Sanchez’s transfer police was deeply controversial. He got rid of his towering centre back Zat Knight, who was happy to move back to his native Birmingham to join Aston Villa, but he left Fulham’s defence all too vulnerable in the air. Disputable too was the decision by Sanchez to sell another big man, Senegal’s Papa Bouba Diop, to Portsmouth. His sheer strength has unquestionably been missed in midfield. And it was perhaps significant that when Portugal’s attacker, Luis Boa Morte, also sold by Sanchez, came on as a sub last Saturday at Upton Park, the Fulham fans who were present gave him a loud cheer. Fulham last season were a very luck team to stay up. They did so largely because Liverpool, disgracefully, put out against them in a vital late match, what was virtually a reserve team; and lost.

So what of Roy Hodgson if Fulham go down, which their present five points disadvantage makes more and more likely? I’ve known and admired Roy for many years. Not least when in the late 1990s I spent time with him out at Inter’s Appiano Gentile training ground near Milan. The son of a Croydon bus driver, never more than a moderate amateur footballer. Roy made his name as a manager in Sweden, above all at Malmo with whom he won no fewer than five consecutive championships.

He realised, he once told me, that he had been spoiled in Sweden when he accepted the chance to coach Neuchatel in Switzerland, with their volatile Italian owner. But from there he went on to become an outstanding manager of the Swiss national team which; under his aegis, qualified for the first time for 28 years for the finals of the World Cup in 1994 in the USA, beating Italy at home enroute and very nearly beating them away. In the USA, the Swiss reached the second round where Spain beat them. “We played the football,” recalls Roy, “they scored the goals.”

***************

It was Don Quixote who tilted at windmills. An analogy here, perhaps, with those in football journalism who try to defend the indefensible; in the shape of the hapless Steve McClaren.
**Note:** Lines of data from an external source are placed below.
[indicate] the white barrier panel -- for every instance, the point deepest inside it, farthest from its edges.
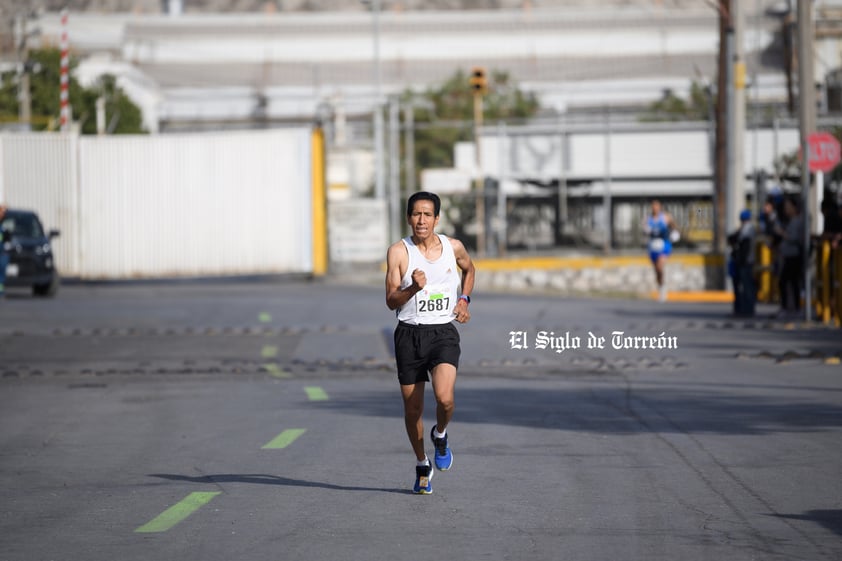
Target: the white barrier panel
(167, 206)
(39, 172)
(195, 205)
(358, 230)
(655, 154)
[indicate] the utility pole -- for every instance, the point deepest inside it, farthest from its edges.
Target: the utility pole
(24, 98)
(721, 133)
(737, 126)
(394, 169)
(479, 86)
(807, 125)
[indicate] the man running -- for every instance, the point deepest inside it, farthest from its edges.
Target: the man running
(658, 227)
(427, 292)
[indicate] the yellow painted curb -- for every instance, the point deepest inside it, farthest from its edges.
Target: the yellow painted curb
(592, 262)
(704, 296)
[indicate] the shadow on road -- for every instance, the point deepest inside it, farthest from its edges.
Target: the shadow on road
(620, 410)
(264, 479)
(830, 519)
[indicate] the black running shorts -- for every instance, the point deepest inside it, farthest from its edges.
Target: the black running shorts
(418, 348)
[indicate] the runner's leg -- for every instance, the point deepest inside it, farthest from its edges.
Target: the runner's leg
(413, 408)
(444, 384)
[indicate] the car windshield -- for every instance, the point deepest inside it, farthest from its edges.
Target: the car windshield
(23, 226)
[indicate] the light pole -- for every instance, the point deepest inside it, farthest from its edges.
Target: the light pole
(379, 182)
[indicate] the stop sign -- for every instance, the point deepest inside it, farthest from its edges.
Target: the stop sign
(824, 151)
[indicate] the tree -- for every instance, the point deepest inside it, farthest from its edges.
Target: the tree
(673, 108)
(45, 87)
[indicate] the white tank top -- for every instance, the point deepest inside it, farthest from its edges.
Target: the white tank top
(434, 303)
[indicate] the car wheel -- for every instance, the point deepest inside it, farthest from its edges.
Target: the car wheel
(46, 290)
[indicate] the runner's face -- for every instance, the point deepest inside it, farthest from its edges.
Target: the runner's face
(423, 219)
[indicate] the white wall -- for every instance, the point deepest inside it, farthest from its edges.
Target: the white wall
(168, 206)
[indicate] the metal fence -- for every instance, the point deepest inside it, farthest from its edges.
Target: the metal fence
(167, 206)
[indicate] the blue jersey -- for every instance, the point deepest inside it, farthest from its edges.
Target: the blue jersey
(659, 235)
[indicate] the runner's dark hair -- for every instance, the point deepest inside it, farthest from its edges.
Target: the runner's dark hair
(423, 196)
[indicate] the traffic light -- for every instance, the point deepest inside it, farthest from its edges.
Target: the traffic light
(478, 81)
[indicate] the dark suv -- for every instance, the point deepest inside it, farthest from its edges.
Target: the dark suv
(30, 253)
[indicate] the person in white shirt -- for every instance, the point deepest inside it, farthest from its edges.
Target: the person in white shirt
(429, 279)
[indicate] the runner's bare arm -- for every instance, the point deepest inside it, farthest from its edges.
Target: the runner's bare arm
(397, 261)
(463, 260)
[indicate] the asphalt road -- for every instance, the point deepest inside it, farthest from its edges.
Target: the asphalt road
(261, 420)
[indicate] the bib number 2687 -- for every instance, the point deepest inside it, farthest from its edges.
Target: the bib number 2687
(435, 303)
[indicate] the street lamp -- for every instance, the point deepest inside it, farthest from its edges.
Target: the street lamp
(379, 183)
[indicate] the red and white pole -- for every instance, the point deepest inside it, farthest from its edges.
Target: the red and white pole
(65, 79)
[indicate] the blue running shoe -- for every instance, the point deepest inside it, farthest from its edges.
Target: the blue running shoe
(444, 457)
(423, 478)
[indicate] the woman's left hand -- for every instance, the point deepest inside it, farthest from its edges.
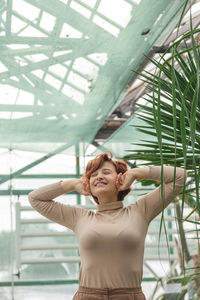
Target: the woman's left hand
(124, 181)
To suggest that, had he stayed in office, things for England could have gone better stretches credulity. How, with England out of the European finals, could they have got any worse? The suggestion that he has been loyal and true not to blame his players ignores the fact that they were far too often the wrong ones. The endless failure to perceive that Gerrard and Lampard could not co exist. The ludicrous decision to keep Paul Robinson in goal as he was so clearly a bundle of nerves. The 3-5-2 fiasco in Croatia. The fatuous obsession with a waning David Beckham. The defence – or should it be the offence?

***************

Last Saturday, I was at Stamford Bridge to see Nicolas Anelka make, in the 57th minute against Spurs, his debut for his new club, Chelsea. And most impressive it was. Only a glorious save by the Spurs keeper, Cerny, and the underside of the bar prevented him scoring.

With Didier Drogba – still seemingly determined to leave Stamford Bridge and Andrei Shevchenko still injured. Anelka could be of his importance to Chelsea, on his second spell in London. His first of course came years ago when the predatory Arsenal filched him from an outraged Paris Saint Germain, for nothing, though they later tossed PSV a derisory half million pounds. Later selling him to Real Madrid for £22 million plus, his dreadful brothers, acting then as his agents seemed perpetually to wind him up when he was at Highbury, leading him constantly to complain of this and that.

But his supreme talent as a striker were undeniable. Not least when he scored twice for France against England in a Wembley friendly and had a third doubtfully disallowed. He has cost Chelsea £15 million in his transfer from Bolton, money which Roman Abramovich can pull out of his back pocket. But meanwhile, it will be fascinating to see whether Queens Park Rangers, with Ecclestone, Briatore and, above all the super rich Mittal behind them, can in time overhaul even Chelsea.

At least QPR, under the wise aegis of Luigi Di Cano, have spent a lot of money on little known players, their chief preoccupation being to stay in the so-called Championship. Not helped when, it seems, when they were refused a blatant penalty for hands at Sheffield United. But from next season on, watch their smoke.